Ottawa

Indigenous health-care unit opens at Maniwaki Hospital

A new unit offering health and social services for residents of two Algonquin communities in western Quebec is now up and running at the Maniwaki Hospital.

1-stop service centre tailored to residents of Kitigan Zibi, Lac-Barrière

A drum ceremony announces the official opening of the expanded health and social service centre at the Maniwaki Hospital. (Radio-Canada)

A new unit offering health and social services for residents of two Algonquin communities in western Quebec is now up and running at the Maniwaki Hospital.

Le Service intégré aux Premières Nations offers services tailored to residents of Kitigan Zibi and Lac-Barrière under one roof.

Its staff includes an interpreter who speaks English, French and Algonquin, and a liaison officer to help people navigate the various services, which used to be scattered throughout the area.

The new unit came about in response to specific needs expressed by residents of those communities, according to Michelyne Gagné, the local health agency's director of youth protection.

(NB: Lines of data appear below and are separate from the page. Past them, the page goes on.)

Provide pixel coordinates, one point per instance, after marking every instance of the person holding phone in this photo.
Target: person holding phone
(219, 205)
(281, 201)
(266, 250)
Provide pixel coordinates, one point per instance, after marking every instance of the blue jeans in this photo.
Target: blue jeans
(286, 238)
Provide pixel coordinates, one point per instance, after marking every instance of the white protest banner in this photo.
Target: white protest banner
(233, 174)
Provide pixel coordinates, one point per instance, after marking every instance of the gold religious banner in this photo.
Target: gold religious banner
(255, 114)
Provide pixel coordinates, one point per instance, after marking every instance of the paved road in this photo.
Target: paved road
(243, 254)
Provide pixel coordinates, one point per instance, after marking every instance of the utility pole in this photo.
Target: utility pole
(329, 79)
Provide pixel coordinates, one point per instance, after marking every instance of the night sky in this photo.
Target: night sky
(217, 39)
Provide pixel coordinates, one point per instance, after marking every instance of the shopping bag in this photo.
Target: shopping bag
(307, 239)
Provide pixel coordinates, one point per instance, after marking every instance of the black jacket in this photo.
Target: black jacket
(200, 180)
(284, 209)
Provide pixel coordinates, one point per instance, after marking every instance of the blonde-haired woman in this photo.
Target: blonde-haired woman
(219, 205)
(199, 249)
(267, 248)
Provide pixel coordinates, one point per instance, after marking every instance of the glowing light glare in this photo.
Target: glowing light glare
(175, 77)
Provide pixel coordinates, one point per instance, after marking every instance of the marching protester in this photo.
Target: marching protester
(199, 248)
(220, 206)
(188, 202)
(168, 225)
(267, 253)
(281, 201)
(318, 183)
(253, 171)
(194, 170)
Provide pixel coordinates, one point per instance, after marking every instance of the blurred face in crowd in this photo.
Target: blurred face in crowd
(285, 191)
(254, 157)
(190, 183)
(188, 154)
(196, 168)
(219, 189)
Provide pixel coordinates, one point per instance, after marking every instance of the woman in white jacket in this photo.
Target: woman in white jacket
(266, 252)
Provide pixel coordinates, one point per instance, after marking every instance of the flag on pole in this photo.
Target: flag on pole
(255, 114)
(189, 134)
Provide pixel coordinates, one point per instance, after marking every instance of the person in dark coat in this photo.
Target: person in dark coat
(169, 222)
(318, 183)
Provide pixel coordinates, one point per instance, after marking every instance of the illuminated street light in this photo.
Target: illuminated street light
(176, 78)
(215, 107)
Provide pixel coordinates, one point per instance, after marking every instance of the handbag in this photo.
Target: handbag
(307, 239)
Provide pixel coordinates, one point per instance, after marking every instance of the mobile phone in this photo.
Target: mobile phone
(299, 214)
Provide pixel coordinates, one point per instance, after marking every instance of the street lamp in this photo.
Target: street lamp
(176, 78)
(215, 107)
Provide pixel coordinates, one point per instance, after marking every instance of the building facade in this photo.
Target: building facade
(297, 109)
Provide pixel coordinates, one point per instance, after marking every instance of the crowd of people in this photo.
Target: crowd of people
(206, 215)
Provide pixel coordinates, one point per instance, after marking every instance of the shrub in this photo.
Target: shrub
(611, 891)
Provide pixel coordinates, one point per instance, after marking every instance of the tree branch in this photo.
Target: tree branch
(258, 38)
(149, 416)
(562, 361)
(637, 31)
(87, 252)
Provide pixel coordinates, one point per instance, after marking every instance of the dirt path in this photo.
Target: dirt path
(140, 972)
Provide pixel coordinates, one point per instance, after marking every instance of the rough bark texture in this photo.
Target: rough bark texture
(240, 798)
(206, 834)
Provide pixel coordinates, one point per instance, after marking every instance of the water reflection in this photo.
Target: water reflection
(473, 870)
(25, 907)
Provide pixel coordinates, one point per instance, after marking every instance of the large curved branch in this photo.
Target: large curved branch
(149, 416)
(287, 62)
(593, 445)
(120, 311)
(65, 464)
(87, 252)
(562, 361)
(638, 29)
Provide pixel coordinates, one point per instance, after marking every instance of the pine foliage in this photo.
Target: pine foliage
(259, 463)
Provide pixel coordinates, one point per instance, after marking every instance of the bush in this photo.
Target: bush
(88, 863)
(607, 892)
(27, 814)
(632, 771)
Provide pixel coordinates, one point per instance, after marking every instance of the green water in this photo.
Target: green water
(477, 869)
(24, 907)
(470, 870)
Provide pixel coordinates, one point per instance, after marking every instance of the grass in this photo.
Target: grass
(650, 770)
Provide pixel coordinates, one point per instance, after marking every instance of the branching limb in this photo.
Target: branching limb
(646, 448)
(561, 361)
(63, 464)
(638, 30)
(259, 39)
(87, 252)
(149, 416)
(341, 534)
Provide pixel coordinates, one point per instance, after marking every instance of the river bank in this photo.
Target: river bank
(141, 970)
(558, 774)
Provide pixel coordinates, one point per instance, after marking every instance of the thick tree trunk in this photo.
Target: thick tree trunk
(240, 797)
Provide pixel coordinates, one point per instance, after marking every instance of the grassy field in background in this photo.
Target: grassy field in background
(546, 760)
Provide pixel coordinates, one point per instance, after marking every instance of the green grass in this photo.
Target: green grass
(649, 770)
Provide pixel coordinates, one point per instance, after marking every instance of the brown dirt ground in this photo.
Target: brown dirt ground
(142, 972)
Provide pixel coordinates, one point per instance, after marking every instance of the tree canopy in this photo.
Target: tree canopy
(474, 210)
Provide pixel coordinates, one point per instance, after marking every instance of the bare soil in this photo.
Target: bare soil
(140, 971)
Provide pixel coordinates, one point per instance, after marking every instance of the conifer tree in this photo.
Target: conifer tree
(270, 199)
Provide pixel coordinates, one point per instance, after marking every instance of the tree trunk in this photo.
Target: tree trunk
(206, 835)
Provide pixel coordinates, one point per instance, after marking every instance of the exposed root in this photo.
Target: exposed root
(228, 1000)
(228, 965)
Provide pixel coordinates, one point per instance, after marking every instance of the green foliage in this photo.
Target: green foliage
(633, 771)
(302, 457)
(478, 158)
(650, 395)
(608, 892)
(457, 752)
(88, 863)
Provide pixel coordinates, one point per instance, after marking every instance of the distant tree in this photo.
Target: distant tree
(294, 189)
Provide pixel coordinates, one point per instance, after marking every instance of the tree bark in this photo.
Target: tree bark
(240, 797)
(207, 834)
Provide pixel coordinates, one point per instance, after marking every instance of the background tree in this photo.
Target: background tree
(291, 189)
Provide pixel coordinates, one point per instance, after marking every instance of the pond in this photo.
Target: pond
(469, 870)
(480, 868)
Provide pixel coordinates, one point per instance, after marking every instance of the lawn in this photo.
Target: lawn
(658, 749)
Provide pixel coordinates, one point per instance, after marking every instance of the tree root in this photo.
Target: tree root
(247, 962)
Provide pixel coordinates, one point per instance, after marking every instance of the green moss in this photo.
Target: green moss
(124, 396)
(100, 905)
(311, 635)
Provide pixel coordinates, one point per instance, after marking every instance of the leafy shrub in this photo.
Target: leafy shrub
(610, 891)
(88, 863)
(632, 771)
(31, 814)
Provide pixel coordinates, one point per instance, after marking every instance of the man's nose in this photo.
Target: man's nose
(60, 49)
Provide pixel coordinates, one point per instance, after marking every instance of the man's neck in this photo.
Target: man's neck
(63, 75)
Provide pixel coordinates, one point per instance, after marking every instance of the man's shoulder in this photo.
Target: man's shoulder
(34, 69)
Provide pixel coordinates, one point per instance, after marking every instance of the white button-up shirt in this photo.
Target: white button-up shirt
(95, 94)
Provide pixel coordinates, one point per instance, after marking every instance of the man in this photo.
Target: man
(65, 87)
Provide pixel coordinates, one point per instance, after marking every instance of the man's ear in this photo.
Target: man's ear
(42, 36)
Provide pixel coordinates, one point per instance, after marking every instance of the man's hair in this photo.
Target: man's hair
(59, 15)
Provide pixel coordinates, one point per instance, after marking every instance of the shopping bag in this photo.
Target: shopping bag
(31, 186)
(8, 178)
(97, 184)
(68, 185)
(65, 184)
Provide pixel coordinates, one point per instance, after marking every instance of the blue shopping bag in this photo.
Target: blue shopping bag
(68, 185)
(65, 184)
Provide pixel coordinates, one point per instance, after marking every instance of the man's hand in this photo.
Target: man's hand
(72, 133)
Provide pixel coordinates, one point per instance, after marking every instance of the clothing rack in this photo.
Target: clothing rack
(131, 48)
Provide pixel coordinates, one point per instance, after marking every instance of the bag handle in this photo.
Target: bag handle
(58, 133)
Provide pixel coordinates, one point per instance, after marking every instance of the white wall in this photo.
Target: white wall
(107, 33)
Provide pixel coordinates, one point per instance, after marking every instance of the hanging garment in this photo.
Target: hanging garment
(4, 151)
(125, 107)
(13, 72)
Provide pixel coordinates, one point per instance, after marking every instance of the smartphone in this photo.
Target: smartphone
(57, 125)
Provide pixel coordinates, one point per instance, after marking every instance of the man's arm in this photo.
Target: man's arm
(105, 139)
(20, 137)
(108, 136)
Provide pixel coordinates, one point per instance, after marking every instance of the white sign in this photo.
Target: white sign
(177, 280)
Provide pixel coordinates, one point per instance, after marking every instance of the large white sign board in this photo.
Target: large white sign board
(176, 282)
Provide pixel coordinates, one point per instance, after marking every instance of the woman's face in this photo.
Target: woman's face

The centre's director, Daniel Latour, said he hopes the facility will become a model for other communities. (Radio-Canada)

Gagné said some Indigenous people have been reticent to turn to the public health system in the past.

"I can't hide the fact there may still be racism and prejudice toward First Nations people," she said in French. "We want to contribute to diminishing this."

"We're improving the bond of trust," said Daniel Latour, the centre's director.

If it's successful, Latour said the model may be replicated in other communities.